The likelihood of chronic opioid use in patients increased with each additional day of medication supplied starting with the third day and saw sharper increases as time went on, according to research recently published in Morbidity and Mortality Weekly Report.
“Data quantifying the transition from acute to chronic opioid use are lacking,” Anuj Shah, a PhD student in the division of pharmaceutical evaluation and policy, College of Pharmacy, University of Arkansas for Medical Sciences, and colleagues wrote.
To get more information on the subject, Shah and colleagues studied more than 1.2 million patient records randomly chosen from the IMS Lifelink+ database, which researchers said contains information on commercial health plan information from a large number of managed care plans and is representative of the U.S. commercially insured population . All the patients were aged 18 and older, had at least one opioid prescription from June 1, 2006, to Sept. 1, 2015 and were enrolled continuously for at least 6 months before their first opioid prescription.
Patients who had any cancer (besides nonmelanoma skin cancer) or a substance abuse disorder diagnosis in the 6 months before their first opioid prescription, or whose first prescription was for any buprenorphine formulation indicated for treatment of substance abuse were excluded.
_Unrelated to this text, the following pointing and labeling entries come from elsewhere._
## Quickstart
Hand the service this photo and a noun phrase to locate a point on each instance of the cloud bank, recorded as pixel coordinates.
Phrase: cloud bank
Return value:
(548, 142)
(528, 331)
The patients were observed from the date of their first prescription until loss of enrollment, study end date, or discontinuation of opioids, which was defined as 180 days or more without opioid use.
The researchers found that the likelihood of chronic opioid use increased with each additional day of medication supplied starting with the third day, with sharper increases in chronic opioid use observed after the 5th and 31st day on therapy, after a second prescription or refill, a 700 morphine mg equivalent cumulative dose, and an initial 10- or 30-day supply. The highest probability of continued opioid use at 1 and 3 years was observed among patients who started on a long-acting opioid followed by patients who started on tramadol. In addition, patients who were older, female, had a pain diagnosis before opioid initiation, were initiated on higher doses of opioids, and were publicly or self-insured, were more likely to continue opioid therapy for 1 year or more compared with patients who discontinued opioid use in less than 365 days.
Previous research that recently appeared in the New England Journal of Medicine, suggests patients treated in the ED by physicians who prescribe opioids at a higher intensity are at greater risk for long-term opioid use than those who see low-intensity prescribers
“Transitions from acute to long-term therapy can begin to occur quickly: the chances of chronic use begin to increase after the third day supplied and rise rapidly thereafter. Consistent with CDC guidelines, treatment of acute pain with opioids should be for the shortest durations possible,” Shah and colleagues wrote. “In addition, prescribers should discuss the long-term plan for pain management with patients for whom they are prescribing either Schedule II long-acting opioids or tramadol.”
Other research recently identified six potential ways that could lead to better outcomes in chronic opioid management, including calculating progress toward achieving clinic objectives and pinpointing resources for complex patients. -by Janel Miller
Healio Family Medicine was unable to determine the researchers’ relevant disclosures prior to publication.